Friday, April 13, 2007

According to Joseph Pleck, the role of fathers has noticeably changed in the United States over time. In the eighteenth and early nineteenth century, the father held the role of moral teacher. It was his duty to teach his children reading and writing as well as to ensure they were educated religiously and morally. He was also in charge of the courtship of his children and arranging their marriages. By the twentieth century, parenting responsibilities became highly gendered and the role of the father decreased significantly. The idea of maternal custody gained importance, and with the influence of the industrial revolution, the father's relationship became increasingly distant from his children. However, he still maintained his duty as moral overseer and established discipline. Today, the dominant role of fathers is that of bread winner, with an emphasis on providing for the family, financially in particular. The ideal of the new father has emerged though and is on the rise, which holds the vision of the father being equally as involved as the mother in day to day child care and raising the children. I see this ideal as the primary expectation of fathers today. Fathers now are expected to be involved in all aspects of their children's lives, both of their sons and daughters, and are expected to share the responsibilities in the household that were typically reserved for mothers in the past. I believe that fathers today are expected to shed the heightened masculine stereotype of being the bread winner and adopt a nurturing and involved role instead.

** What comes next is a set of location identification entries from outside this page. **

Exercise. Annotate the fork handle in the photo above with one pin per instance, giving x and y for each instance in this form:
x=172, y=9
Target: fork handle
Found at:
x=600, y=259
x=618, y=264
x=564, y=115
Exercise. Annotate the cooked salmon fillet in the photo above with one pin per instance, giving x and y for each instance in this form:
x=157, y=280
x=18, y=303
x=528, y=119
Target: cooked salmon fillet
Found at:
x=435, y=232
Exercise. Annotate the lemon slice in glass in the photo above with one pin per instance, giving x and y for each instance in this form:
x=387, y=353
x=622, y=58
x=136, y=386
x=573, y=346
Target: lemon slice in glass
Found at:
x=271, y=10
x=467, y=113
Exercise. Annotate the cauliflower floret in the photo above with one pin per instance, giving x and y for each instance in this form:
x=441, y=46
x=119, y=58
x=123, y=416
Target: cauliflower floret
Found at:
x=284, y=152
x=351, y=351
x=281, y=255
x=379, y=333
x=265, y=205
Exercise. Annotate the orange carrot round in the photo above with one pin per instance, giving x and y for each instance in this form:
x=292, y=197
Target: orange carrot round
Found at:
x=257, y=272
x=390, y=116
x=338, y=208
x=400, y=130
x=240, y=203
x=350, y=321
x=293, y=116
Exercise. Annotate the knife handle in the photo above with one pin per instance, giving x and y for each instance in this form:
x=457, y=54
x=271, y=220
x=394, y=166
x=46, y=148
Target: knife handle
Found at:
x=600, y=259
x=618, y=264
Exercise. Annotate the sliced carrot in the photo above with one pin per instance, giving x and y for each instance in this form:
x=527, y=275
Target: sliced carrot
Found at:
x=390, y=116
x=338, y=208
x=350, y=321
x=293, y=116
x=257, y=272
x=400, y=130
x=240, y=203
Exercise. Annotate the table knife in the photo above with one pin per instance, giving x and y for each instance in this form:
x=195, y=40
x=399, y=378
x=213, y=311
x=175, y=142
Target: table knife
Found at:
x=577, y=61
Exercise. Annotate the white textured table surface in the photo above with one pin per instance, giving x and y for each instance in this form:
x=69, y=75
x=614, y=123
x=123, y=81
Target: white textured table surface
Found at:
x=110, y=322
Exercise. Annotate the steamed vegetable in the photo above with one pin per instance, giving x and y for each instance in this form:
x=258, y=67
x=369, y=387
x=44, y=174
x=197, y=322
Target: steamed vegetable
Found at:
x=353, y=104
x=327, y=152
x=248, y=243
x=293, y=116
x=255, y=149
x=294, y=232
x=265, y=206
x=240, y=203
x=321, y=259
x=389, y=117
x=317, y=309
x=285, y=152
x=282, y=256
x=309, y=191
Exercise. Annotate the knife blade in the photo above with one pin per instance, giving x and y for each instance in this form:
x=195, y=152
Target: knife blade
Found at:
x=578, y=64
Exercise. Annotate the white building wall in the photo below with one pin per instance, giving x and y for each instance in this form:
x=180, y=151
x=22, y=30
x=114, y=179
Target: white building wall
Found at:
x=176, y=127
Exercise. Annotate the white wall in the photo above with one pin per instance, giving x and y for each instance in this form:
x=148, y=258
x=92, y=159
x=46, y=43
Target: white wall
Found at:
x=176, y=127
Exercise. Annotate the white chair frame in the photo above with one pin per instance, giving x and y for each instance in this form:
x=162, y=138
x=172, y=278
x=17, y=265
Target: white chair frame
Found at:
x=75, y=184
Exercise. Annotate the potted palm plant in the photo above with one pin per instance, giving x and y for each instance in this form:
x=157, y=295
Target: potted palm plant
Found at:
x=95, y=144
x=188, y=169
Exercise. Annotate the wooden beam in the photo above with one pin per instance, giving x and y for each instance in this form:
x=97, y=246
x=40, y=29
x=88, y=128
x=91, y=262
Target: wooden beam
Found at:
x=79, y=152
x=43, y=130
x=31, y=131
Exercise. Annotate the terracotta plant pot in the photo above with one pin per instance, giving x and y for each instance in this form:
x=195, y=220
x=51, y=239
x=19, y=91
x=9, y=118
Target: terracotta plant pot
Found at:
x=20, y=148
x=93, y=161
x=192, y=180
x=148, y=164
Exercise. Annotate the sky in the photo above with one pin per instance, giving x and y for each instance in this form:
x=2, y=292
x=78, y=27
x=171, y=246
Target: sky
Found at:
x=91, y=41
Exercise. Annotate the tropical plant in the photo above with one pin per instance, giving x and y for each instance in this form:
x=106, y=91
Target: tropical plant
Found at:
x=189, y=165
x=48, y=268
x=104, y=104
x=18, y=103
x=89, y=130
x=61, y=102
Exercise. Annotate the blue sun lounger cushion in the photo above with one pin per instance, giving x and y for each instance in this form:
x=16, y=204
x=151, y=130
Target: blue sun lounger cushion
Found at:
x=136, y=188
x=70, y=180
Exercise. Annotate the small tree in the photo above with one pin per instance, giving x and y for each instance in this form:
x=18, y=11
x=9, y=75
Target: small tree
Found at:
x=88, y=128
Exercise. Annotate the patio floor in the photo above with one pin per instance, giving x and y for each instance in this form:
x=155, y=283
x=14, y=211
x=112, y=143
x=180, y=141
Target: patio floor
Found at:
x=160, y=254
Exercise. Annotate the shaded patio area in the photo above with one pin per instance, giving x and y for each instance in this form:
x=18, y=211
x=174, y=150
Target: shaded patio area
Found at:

According to Francice Deutsch, couples with children decide to work alternating shifts mainly for financial reasons, especially influenced by the high cost of child care. Many couples also believe that children should be raised by their family for optimum nurturing and development, and are worried about placing the care of their child in the hands of strangers. The decision based on monetary troubles directly relates to class, as a couple of lower socioeconomic standings often to not have the money to pay for outside child care. Choosing to work alternating shifts for this reason is not limited to lower class couples though, as many couples who could afford child care simply do not want to spend that much money on it. The psychological reasons for working alternating shifts is often attributed to the working class. Traditional gender ideology is more highly supported among the working class, who still carry with them the ideal of traditional family life, where the father goes to work and the mother stays home to care for the children. I don't think that I would select an alternating shift policy when I start a family, as although it is economically beneficial, it sets a very rigid schedule for couples, and I feel like it would allow for very little time for my husband and I to be together. So while we would both be spending important time raising our child, we would be lacking the significant time of raising our child together and interacting as a family.
According to Dorothy Roberts, the societal forces that discourage family participation of black fathers include the cultural acceptance of single mothers, as well as the high unemployment and incarceration rates among black men. The elements of black fatherhood that led to the creation of the myth of the Absent Black Father rests highly on the fact that black fathers were not included in the separate spheres ideology. Black men are stigmatized with the label of not being able to financially care for their families, and are overwhelmingly noticed for the instances of negativity surrounding unmarried black fathers, such as illegitimacy and lack of commitment, rather than noticed for the instances where they actually do contribute to their children's wellbeing. Many patterns of black men's behavior actually contradict this myth, especially the fact that black fathers prove to maintain strong contact with their children even when separated from them, and actually provided more informal care and support than white absent fathers.